I am new in regular expression.

I have this text:

$text =
'<ul style="list-style:none;">
  <li>
      <a href="files/docs/qwe.xls" target="_blank">Link1</a>
  </li>
  <li>
      <a href="files/docs/ere.xls" target="_blank">Link2</a>
  </li>
  <li>
      <a href="files/docs/123.xls" target="_blank">Link3</a>
  </li>
</ul>';

with regular expression I want to get this arrays:

$filePath[0] = "files/docs/qwe.xls";
$fileName[0] = "Link1";
$filePath[1] = "files/docs/ere.xls";
$fileName[1] = "Link2";
$filePath[2] = "files/docs/123.xls";
$fileName[2] = "Link3";

How can I do it?

Thanks.

Abduhafiz
  • 3,318
  • 5
  • 38
  • 48
  • Ideally one should not be parsing HTML with regular expressions, even the slightest changes in the text will tend to mess up your regexps. Please take a look at this http://stackoverflow.com/questions/3577641/how-do-you-parse-and-process-html-xml-in-php – ffledgling Oct 30 '13 at 10:45

3 Answers3

2

You need simple regular expression

check this code

 $match = array();
 preg_match_all('#<a href="(.*?)">(.*?)</a>#sm', $text, $match);
 print_r($match)

(.*?) - means everything non greedy

Robert
  • 19,800
  • 5
  • 55
  • 85
0

Use

$res = array();
preg_match_all('/href="(.+?)".*?>(.+?)<\/a>/ims', $text, $res);
var_dump($res);
TiMESPLiNTER
  • 5,741
  • 2
  • 28
  • 64
  • @Robert: Why to define $res first? – TiMESPLiNTER Oct 30 '13 at 10:14
  • Because it will give error of undefined array moreover it's good habbit to declare variables that you're going to use. Btw your code will fail with multiline – Robert Oct 30 '13 at 10:14
  • But $res gets defined by preg_match_all and it does not throws a php error at all, even if I enable E_ALL error_reporting(). Multiline was not a requirement. – TiMESPLiNTER Oct 30 '13 at 10:19
  • `$res` is not defined by preg_match_all! Check the manual. As param preg_match_all takes reference to object. Reference means that object needs to exists before it's passed to function. http://php.net/manual/en/function.preg-match-all.php – Robert Oct 31 '13 at 07:26
  • Okay, but then we have to fix the doc and its examples overthere at php.net don't we? – TiMESPLiNTER Oct 31 '13 at 07:32
  • I don't understand u declaration param for matches is `array &$matches` which means the reference to array.
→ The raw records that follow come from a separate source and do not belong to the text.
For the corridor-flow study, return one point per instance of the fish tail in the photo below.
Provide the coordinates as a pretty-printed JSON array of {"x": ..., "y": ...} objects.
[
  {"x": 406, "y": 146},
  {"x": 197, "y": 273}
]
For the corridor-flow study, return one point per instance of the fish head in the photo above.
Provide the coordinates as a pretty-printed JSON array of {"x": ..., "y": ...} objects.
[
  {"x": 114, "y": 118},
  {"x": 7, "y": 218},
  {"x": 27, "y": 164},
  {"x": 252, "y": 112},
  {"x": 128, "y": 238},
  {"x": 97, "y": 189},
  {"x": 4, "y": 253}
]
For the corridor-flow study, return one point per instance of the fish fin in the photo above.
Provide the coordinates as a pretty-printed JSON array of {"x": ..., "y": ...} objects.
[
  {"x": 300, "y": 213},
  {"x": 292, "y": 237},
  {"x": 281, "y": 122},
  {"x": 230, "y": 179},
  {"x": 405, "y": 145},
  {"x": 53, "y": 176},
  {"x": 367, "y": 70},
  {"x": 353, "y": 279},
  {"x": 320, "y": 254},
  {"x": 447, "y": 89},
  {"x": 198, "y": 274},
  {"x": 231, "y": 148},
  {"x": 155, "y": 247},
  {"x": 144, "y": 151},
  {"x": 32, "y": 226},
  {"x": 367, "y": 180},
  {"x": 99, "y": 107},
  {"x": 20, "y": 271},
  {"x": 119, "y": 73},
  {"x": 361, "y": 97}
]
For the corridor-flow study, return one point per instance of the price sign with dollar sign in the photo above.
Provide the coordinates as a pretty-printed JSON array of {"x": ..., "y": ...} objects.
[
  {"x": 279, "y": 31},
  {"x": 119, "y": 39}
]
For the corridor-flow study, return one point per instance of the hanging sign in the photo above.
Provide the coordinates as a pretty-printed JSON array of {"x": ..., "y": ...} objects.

Reference rather refers to objects that exists. – Robert Oct 31 '13 at 13:07
0

Use lookarounds, they are useful to check if there is something before or after the string you're looking for. Here is how it works:

/(?<=href=")[^"]*(?=")/

Here is what it means:

/ beginning
(?<=href=") preceded by href="
[^"]* any nomber of non-" characters
(?=") followed by "
/ end

SteeveDroz
  • 6,006
  • 6
  • 33
  • 65